This is for Python 2.6.
I could not figure out why a and b are identical:
>>> a = \"some_string\"
>>> b = \"some_string\"
>>>
This should actually be more of a comment to Gleen's answer but I can not do comments yet. I've run some tests directly on the Python interpreter and I saw some interesting behavior. According to Glenn, the interpreter treats entries as separate "files" and they don't share a string table when stored for future reference.
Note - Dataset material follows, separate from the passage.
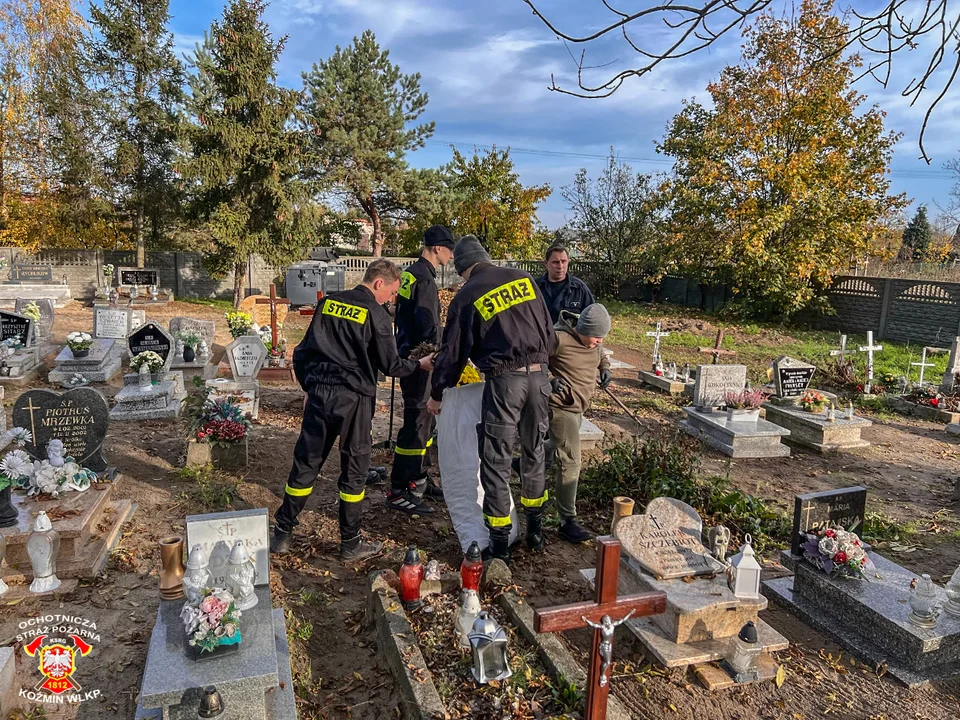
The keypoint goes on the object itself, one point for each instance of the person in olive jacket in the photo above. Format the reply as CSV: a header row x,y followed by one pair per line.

Here is what I run:
>>> a="some_string"
>>> b="some_string"
>>> id(a)
2146597048
>>> id(b)
2146597048
>>> a="some string"
>>> b="some string"
>>> id(a)
2146597128
>>> id(b)
2146597088
>>> c="some string" <-----(1)
>>> d="some string"
>>> id(c)
2146597208 <-----(1)
>>> a="some_string"
>>> b="some_string"
>>> id(a)
2146597248 <---- waited a few minutes
>>> c="some_string"
>>> d="some_string"
>>> id(d)
2146597248 <---- still same id after a few min
>>> b="some string"
>>> id(b)
2146597288
>>> b="some_string" <---(2)
>>> id(b)
2146597248 <---(2)
>>> a="some"
>>> b="some"
>>> c="some"
>>> d="some" <---(2) lost all references
>>> id(a)
2146601728
>>> a="some_string" <---(2)
>>> id(a)
2146597248 <---(2) returns same old one after mere seconds
>>> a="some"
>>> id(a)
2146601728 <---(2) Waited a few minutes
>>> a="some_string" <---- (1)
>>> id(a)
2146597208 <---- (1) Reused a "different" id after a few minutes
It seems that some of the id references might be reused after the initial references are lost and no longer "in use" (1), but it might also be related to the time those id references are not being used, as you can see in what i have marked as number (2), giving different id references depending on how long that id has not been used. I just find it curious and thought of posting it.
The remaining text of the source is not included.